StarRocks 3.3 Is Out: Features and Improvements

Publish date: Jul 6, 2024 7:13:46 PM

StarRocks 3.3 has been released, and users will quickly discover that it has undergone comprehensive optimizations and innovations in stability, performance, cache design, materialized views, storage optimization, and lakehouse ecosystem integration. This article will introduce these new features and improvements to StarRocks 3.3.

Maturity and Stability

StarRocks 3.3 will serve as the next long-term support version, meaning it will be maintained and supported over an extended period. From StarRocks 3.3 onwards, features will be categorized into different maturity levels:

Experimental: Experimental features may have potential user interface changes and could be discontinued. Features that have not yet reached full coverage standards are also included here. These features need to be manually activated by users and do not impact other functionalities.
Preview: The user interface is generally stable, but some configurations might need to be fine-tuned. Suitable for use in non-core scenarios.
GA (General Availability): The user interface and functionality are clearly defined. Although some features may be added, existing functionalities are unlikely to change, ensuring they are production-ready.

Furthermore, we've added more comprehensive definitions for product capabilities in 3.3 documentation for key features like data lake analytics, shared data architecture, and materialized views.

Data Cache Improvements

A well-designed caching framework is crucial when querying data stored in remote storage, such as cloud object storage. Whether it's external tables like Hive, Iceberg, Hudi, or StarRocks' managed shared data internal tables, the cache hit rate directly affects performance. The challenge lies in maintaining a high cache hit rate consistently. To achieve this, StarRocks 3.3.x added the following features and improvements to its data cache.
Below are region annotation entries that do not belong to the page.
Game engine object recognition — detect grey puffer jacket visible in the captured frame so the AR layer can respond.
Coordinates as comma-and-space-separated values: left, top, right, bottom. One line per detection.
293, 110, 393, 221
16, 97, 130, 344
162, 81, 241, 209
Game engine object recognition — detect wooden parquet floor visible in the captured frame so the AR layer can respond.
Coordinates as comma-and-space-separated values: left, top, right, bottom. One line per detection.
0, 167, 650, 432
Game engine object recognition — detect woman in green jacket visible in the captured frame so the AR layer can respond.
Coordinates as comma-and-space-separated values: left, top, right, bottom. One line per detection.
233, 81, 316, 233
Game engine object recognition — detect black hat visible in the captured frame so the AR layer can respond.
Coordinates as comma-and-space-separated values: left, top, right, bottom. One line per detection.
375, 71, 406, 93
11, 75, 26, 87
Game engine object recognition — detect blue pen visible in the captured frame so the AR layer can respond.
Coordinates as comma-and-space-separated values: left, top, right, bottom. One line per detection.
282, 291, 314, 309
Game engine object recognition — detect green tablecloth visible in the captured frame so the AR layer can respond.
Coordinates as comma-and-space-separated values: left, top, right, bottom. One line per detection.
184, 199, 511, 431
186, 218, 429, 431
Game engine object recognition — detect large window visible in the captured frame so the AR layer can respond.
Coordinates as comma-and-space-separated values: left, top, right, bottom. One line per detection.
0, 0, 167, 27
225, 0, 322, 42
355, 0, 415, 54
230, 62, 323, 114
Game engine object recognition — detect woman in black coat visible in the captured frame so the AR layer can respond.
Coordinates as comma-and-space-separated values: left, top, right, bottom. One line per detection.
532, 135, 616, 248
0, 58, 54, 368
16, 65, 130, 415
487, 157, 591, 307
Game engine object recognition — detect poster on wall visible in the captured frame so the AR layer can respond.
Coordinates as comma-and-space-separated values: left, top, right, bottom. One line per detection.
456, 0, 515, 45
Cache Warmup: The cache warmup command allows selected data to be pre-loaded into the cache, reducing latency for future initial queries.
Cache priority: This feature, to be introduced in version 3.3.1, allows users to set different cache priorities for different data, ensuring that the most critical data is prioritized for caching.
Memory optimization and observability: Cache memory optimization and observability improvements make cache management and monitoring more efficient and transparent.

StarRocks' Cache Warmup

For shared data clusters, StarRocks 3.3 added support to use AWS Express One Zone as storage, significantly enhancing read and write performance, and paving the way for future global caching possibilities.

Cold queries

Additionally, performance for cold queries has also seen significant enhancements. This is primarily achieved through the optimized parallel scanning of tablets and automatic merging of small I/Os, ensuring that query performance remains strong even without cache support.

Data Lake Ecosystem

Hive External Catalog: In version 3.3, StarRocks supports write capabilities for ORC and Text files. In testing, a single sink operator's writing with StarRocks performed twice that of Trino.
Iceberg External Catalog:
- Restructured the Iceberg metadata query module, enhancing distributed metadata reading to boost performance in parsing Avro format files and avoiding bottlenecks inherent in the native SDK.
- Manifest caching now reduces repetitive I/O for small metadata, significantly enhancing Iceberg metadata access performance.
- Added support for V2 table equality deletes.
- Added support for Iceberg View.
Paimon External Catalog: StarRocks 3.3 now fully supports the Paimon ecosystem, including support for the latest delete vectors, integration of Paimon system tables, and the optimization of scan range scheduling.
[Experimental] ClickHouse and Kudu External Catalog: The community has contributed dedicated migration tools to facilitate user migration from ClickHouse to StarRocks, making the data migration process smoother and more efficient. Furthermore, StarRocks also supports Catalog functionality for ClickHouse and Kudu, allowing users to more conveniently manage and query data between these databases and StarRocks.

Performance Improvements

Improved data scanning performance by taking full advantage of Page Index for parquet files, minimizing page reads, thus reducing the data scanned volume.

Materialized Views

The traditional ETL process is complicated. Not only do you need to set up the transformation pipelines, but you also have to rewrite the SQL to point to the pre-computed table to benefit from it.

StarRocks materialized view's query rewrite capabilities eliminate the need for users to modify their SQL queries to gain performance benefits, enabling data transformations to be added on demand.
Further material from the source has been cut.